In reply to planetmarshall:
> The complaint usually comes from the same people who complain about the "Politically Correct Brigade" because their joke about the gay Paki who runs the corner shop no longer gets laughs in the pub.
Or to put it another way...
http://tinyurl.com/h7p447t
The whole idea that "political correctness" is a threat to free speech is a somewhat slippery claim, and apart from possibly a very specific set of cases*, it's a load of bollocks. A threat to free speech is making saying certain things illegal, i.e. censorship/criminalisation. Our laws are pretty much spot on in this respect: there are loads of exceptions to the right to free speech, but as far as I'm aware, these are to do with stuff that's injurious to the rights of others (incitement, libel, etc).

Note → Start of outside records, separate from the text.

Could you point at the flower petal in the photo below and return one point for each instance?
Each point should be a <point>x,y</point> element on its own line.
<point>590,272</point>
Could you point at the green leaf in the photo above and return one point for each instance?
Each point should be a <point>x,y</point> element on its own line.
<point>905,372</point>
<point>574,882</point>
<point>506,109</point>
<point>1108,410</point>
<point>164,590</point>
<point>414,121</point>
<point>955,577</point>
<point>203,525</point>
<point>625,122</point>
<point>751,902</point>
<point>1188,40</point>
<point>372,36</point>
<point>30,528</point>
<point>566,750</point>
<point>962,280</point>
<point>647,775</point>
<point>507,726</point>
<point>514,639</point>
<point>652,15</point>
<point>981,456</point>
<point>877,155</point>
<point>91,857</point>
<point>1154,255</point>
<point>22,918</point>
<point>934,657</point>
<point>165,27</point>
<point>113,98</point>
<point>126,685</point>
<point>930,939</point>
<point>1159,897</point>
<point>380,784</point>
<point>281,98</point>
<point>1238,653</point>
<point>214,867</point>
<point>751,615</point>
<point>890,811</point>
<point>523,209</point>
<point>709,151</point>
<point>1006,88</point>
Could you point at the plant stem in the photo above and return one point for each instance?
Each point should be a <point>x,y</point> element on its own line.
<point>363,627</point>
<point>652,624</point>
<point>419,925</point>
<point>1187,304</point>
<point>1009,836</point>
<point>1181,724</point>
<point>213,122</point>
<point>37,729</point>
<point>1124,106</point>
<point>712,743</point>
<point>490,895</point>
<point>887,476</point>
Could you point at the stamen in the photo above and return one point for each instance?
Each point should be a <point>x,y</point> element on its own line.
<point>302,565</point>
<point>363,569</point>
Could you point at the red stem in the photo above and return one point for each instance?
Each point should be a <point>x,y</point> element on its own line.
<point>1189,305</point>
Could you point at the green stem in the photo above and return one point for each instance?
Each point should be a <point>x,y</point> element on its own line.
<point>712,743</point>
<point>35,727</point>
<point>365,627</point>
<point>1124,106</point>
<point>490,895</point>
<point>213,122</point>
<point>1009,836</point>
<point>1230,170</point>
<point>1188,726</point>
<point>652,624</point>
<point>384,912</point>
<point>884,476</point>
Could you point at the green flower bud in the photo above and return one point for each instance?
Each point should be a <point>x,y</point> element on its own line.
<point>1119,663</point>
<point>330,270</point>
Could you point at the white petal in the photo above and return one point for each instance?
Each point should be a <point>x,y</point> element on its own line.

What does happen frequently is that people who say stuff that is racist, homophobic, etc are made to feel marginalised (and they didn't used to get that treatment). They complain that their "free speech" is being "shut down", but they don't get arrested and what they say isn't censored. They just get told to shut up. This is not losing the right to free speech, it's a shift in social attitudes to norms where racism, homophobia, etc are considered unacceptable.
*I agree that the recent trend of universities banning speakers whose views the student organisers found distasteful is a step in the wrong direction, there should be open debate. Whether this is actually censorship and a threat to free speech is a different matter.